Antimicrobial resistance in long-term care facilities (LTCFs) poses a risk to elderly residents. The aim of this observational study was to investigate recent patterns of antimicrobial susceptibility in urine samples submitted to the Microbiology Laboratory at Cork University Hospital (CUH) from LTCFs in the greater Cork region. The antimicrobial susceptibilities of LTCF and General Practitioner (GP) urine samples sent to CUH, for patients aged over 65 years of age, were compared.

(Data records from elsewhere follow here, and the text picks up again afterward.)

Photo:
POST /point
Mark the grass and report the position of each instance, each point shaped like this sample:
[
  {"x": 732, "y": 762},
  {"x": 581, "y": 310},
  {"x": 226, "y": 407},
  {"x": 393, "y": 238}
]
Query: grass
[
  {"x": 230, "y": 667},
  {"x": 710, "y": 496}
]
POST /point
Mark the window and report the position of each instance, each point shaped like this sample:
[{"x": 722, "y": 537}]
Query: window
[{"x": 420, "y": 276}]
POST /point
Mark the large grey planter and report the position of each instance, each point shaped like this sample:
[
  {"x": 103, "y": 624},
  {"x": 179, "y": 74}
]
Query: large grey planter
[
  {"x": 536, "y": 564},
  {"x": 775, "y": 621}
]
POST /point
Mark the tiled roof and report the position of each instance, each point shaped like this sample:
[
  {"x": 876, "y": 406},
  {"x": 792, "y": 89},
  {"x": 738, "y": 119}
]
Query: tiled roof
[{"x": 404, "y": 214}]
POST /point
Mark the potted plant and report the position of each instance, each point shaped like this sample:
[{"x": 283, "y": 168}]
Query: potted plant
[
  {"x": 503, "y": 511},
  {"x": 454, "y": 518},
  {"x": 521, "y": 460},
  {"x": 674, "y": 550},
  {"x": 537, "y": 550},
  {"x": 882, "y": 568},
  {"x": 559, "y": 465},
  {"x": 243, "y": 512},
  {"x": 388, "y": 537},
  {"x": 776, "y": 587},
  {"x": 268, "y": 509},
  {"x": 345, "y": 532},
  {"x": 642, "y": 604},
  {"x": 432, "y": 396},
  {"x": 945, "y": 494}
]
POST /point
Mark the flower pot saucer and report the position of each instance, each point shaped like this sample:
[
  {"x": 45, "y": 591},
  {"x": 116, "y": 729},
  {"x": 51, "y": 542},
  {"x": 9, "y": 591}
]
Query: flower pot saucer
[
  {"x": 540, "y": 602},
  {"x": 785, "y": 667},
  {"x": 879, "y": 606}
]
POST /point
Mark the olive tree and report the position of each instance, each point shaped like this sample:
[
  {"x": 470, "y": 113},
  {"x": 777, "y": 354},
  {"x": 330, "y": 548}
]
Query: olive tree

A retrospective analysis of the antimicrobial susceptibilities of urine samples submitted to the microbiology laboratory at CUH in quarter one of 2011-2014 was conducted. LTCF and GP urine sample susceptibilities, for patients over 65 years of age, were compared using Chi square statistics.
Overall, the LTCF urine samples were less susceptible than GP urine samples to the antimicrobials recommended in the national urinary tract infection guidelines; trimethoprim, nitrofurantoin, cephalexin, co-amoxiclav, ciprofloxacin and amoxicillin (P < 0.001). Important trends in antimicrobial susceptibility over the time period were noted. A significant reduction in susceptibility to co-amoxiclav was found between Q1 2011 and Q1 2014 in both settings (GP P = 0.013, LTCF P = 0.005).
This study provides important information which will contribute to the revision of antimicrobial prescribing guidelines in the future. This study highlights the need for continuous surveillance of antimicrobial susceptibility trends in LTCFs. Antimicrobial stewardship strategies are urgently required to address antimicrobial resistance and appropriate antimicrobial prescribing in the LTCF setting.